The fee for this service and any notarizations is now $50 per document. Quite pricey and a hassle to go all the way to Manila for. If time is not of the essence, it's probably better to wait for an outreach visit nearer you.


----------



## Gary D (Oct 28, 2013)

jon1 said:


> Honestly, the Embassy didn't even require me to produce any documents other than my passport to get my "Certificate of Eligibility to Marry". That is because this document is nothing more than an affidavit. If you lie the document is null and void. If you marry in the Phil and still have a wife in the U.S. you are guilty of bigamy.
> 
> The fee for this service and any notarizations is now $50 per document. Quite pricey and a hassle to go all the way to Manila for. If time is not of the essence, it's probably better to wait for an outreach visit nearer you.

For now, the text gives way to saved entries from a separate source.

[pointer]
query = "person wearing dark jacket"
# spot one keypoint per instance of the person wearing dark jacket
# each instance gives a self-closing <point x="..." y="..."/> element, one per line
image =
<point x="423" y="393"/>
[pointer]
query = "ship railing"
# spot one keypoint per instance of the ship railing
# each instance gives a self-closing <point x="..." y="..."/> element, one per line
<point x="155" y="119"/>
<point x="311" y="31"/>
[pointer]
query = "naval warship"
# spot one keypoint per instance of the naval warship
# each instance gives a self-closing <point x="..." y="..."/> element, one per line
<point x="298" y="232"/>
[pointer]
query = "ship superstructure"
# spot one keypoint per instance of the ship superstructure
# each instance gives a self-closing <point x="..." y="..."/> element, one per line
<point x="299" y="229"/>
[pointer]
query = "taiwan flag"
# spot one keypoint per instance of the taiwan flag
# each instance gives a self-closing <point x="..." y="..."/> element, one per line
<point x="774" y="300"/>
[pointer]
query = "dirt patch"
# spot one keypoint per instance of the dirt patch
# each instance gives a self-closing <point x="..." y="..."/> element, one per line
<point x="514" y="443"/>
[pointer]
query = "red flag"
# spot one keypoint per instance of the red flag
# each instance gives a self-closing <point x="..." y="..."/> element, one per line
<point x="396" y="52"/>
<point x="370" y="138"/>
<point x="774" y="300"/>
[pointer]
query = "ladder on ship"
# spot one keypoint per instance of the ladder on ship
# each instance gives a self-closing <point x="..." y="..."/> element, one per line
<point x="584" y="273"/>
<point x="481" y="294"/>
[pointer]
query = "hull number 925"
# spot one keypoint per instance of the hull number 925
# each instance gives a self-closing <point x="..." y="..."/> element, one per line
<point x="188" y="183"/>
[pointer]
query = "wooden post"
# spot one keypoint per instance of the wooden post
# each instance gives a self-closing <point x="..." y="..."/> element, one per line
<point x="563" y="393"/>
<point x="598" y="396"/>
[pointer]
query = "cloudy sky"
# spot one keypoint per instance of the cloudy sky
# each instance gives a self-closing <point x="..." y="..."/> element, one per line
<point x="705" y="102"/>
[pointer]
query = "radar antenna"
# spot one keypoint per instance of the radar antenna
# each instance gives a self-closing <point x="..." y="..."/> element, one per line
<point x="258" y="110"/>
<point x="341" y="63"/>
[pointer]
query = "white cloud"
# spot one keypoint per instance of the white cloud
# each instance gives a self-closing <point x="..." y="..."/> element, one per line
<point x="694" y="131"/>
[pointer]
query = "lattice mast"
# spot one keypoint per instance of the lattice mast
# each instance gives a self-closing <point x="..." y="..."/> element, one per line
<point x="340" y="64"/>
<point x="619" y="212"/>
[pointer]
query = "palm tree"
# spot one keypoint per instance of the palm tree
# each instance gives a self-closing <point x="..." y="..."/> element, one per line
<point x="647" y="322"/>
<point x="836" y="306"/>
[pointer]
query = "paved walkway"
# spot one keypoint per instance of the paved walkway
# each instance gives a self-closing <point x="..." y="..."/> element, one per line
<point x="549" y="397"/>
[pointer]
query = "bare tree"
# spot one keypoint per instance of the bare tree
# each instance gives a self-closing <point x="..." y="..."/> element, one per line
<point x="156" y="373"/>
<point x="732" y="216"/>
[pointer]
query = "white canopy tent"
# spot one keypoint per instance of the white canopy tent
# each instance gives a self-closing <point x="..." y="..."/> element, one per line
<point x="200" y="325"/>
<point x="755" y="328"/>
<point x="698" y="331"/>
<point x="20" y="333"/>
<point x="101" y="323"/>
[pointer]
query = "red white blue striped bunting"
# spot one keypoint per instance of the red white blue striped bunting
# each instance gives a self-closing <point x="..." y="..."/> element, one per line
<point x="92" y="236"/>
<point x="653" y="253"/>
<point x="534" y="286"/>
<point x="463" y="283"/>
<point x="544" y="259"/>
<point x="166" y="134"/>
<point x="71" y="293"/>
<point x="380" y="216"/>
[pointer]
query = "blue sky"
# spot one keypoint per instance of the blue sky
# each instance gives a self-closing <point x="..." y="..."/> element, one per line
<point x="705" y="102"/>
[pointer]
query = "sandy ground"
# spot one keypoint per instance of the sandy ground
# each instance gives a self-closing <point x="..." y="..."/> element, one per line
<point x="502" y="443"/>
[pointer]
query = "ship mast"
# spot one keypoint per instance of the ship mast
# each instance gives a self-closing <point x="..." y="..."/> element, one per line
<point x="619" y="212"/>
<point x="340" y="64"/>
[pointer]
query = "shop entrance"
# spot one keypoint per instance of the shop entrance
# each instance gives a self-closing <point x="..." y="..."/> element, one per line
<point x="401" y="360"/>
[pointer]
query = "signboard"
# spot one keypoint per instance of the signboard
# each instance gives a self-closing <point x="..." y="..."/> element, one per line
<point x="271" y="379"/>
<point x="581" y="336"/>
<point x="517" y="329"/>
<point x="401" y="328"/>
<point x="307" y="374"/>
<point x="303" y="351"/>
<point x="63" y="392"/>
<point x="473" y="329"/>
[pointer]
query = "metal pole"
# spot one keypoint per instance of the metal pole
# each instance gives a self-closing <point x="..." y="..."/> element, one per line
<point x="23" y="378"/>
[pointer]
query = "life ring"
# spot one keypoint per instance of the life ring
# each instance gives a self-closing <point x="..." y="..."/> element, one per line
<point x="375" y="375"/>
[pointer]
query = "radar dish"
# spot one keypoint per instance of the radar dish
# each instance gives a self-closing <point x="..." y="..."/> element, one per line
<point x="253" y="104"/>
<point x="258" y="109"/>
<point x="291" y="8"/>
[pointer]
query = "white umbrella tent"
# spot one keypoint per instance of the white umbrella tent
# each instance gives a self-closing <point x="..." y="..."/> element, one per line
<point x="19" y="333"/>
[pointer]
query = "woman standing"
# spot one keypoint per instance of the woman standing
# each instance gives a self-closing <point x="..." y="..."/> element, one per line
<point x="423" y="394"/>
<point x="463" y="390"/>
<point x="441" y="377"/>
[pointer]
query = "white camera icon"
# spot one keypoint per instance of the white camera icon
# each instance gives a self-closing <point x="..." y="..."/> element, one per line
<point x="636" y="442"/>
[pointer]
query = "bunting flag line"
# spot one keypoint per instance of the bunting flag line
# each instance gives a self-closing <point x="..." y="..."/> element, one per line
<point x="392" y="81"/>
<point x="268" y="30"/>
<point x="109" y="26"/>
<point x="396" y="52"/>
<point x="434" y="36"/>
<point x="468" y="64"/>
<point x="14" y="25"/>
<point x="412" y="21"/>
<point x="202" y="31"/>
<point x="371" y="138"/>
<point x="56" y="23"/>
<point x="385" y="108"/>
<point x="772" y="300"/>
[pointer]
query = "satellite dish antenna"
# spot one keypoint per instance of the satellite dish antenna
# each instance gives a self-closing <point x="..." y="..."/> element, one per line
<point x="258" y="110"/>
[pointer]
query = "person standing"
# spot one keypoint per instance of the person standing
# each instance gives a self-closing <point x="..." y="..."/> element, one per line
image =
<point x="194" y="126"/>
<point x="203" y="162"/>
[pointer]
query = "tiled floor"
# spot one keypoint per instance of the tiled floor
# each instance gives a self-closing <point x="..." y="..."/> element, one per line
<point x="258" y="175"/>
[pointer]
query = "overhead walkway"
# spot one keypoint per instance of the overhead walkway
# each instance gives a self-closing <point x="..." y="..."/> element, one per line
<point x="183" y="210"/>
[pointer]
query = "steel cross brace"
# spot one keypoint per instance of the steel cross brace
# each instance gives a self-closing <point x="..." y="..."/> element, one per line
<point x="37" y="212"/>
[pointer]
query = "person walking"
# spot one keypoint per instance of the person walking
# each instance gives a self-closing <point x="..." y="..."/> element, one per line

Because it is only an affidavit I have heard that it is often no longer accepted on it's own and that you also need another document from the NSO similar to what your wife to-be needs, although I can't see what difference it makes as I'm sure the NSO doesn't contact the states. Perhaps it insures you don't have a previous in he Philippines.


----------



## jon1 (Mar 18, 2012)

Yes Gary, exactly because it is an affidavit. I just went thru the process in November and was required to provide a Certified Birth Certificate, Certificate of Eligibility to Marry and Copy of my Passport Bio page. A No other documentation was required. The wife had to deal with the NSO for her validation of marital status.


----------